Date of Award

2009

Publication Type

Doctoral Thesis

Degree Name

Ph.D.

Department

Education

First Advisor

Dr. Larry Morton

Keywords

Education, Leadership behaviour, Stress reduction, Succession planning

Rights

info:eu-repo/semantics/openAccess

Creative Commons License

Creative Commons Attribution-Noncommercial-No Derivative Works 4.0 License
This work is licensed under a Creative Commons Attribution-Noncommercial-No Derivative Works 4.0 License.

Abstract

The purpose of this study was to determine whether one or more types of leadership behaviour styles (transformational, collaborative, direct/direct-informational and/or non-directive) are conducive to less administrator stress.

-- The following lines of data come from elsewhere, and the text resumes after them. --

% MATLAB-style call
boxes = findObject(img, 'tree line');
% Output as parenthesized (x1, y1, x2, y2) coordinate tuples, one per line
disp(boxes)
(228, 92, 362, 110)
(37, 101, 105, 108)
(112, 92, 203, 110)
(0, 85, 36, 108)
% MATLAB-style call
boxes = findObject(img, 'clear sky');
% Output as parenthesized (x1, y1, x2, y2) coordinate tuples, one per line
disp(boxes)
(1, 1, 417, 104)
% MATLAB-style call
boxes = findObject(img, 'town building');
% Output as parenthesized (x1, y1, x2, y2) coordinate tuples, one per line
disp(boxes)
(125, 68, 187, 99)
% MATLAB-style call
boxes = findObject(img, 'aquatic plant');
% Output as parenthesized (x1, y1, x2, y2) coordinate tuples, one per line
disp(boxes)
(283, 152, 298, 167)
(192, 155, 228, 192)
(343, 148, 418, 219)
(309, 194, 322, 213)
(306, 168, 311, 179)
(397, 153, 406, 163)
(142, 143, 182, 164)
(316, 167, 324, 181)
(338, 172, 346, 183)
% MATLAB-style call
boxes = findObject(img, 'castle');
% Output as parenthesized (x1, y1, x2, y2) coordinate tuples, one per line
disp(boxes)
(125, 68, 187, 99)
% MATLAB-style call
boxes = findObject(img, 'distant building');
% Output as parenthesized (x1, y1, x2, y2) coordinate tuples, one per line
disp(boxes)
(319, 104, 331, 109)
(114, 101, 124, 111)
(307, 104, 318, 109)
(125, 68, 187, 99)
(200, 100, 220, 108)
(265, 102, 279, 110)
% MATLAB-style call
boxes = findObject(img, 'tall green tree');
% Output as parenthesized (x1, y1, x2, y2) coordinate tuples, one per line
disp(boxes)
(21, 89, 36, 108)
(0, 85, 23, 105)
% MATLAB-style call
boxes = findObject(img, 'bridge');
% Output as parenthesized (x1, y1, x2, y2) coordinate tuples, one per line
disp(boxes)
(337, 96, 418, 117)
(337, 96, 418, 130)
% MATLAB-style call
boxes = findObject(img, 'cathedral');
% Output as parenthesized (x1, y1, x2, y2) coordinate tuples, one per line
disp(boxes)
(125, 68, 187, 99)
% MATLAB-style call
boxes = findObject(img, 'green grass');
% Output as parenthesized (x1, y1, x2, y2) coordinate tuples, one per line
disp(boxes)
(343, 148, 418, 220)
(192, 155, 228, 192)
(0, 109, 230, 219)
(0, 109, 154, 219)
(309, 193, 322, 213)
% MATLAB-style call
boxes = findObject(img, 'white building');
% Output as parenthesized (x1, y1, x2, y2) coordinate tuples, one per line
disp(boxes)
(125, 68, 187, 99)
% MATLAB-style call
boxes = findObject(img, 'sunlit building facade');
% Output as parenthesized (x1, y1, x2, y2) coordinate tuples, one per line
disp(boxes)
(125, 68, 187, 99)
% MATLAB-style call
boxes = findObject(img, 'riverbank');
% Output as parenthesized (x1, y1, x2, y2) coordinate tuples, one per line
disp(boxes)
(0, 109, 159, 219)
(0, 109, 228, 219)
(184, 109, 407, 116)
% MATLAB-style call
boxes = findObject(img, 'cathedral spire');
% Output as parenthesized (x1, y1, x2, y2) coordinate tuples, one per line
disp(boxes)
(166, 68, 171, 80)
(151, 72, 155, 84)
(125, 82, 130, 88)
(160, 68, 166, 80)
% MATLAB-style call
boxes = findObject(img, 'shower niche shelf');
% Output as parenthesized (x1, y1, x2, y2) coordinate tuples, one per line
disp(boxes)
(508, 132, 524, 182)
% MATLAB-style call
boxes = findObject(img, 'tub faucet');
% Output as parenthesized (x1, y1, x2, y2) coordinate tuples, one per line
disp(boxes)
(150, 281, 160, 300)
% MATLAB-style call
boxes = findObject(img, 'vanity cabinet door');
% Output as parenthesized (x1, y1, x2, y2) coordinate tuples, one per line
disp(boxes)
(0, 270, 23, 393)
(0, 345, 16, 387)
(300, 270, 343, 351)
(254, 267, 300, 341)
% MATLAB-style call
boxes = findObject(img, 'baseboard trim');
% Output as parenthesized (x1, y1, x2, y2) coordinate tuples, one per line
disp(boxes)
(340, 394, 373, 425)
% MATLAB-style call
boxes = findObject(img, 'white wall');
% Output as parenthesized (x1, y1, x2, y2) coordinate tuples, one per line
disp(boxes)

The participants were drawn from one school board in South Western Ontario and included vice principals, principals, and superintendents. Data gathered were examined for links between leadership behaviour styles and work stress factors. Instruments used in the study included the Life Styles Inventory™(LSI) and the Administrative Stress Index (ASI), a demographic questionnaire along with a qualitative response to a self-perceived stressful leadership scenario.

Study results indicated that there was no correlation between the LSI Style subscales, Concern subscales and ASI stress levels. In addition, there was no relationship between the self-identified leadership behaviour style and ASI stress levels. The largest proportion of female participants (51.9%) preferred a collaborative leadership style followed by a direct/direct-informational leadership style (26.9%) and the largest proportion of males preferred a direct/direct-informational leadership behaviour style (39.5%) followed by a collaborative leadership style (34.8%). More males preferred transformational leadership (20.9%) over females (9.6%). Qualitative data indicated that administrators experienced stress mostly when contending with administrative constraints and interpersonal conflicts. Qualitative data indicated that the most stressful situations for administrators involved contentious issues with adults rather than students.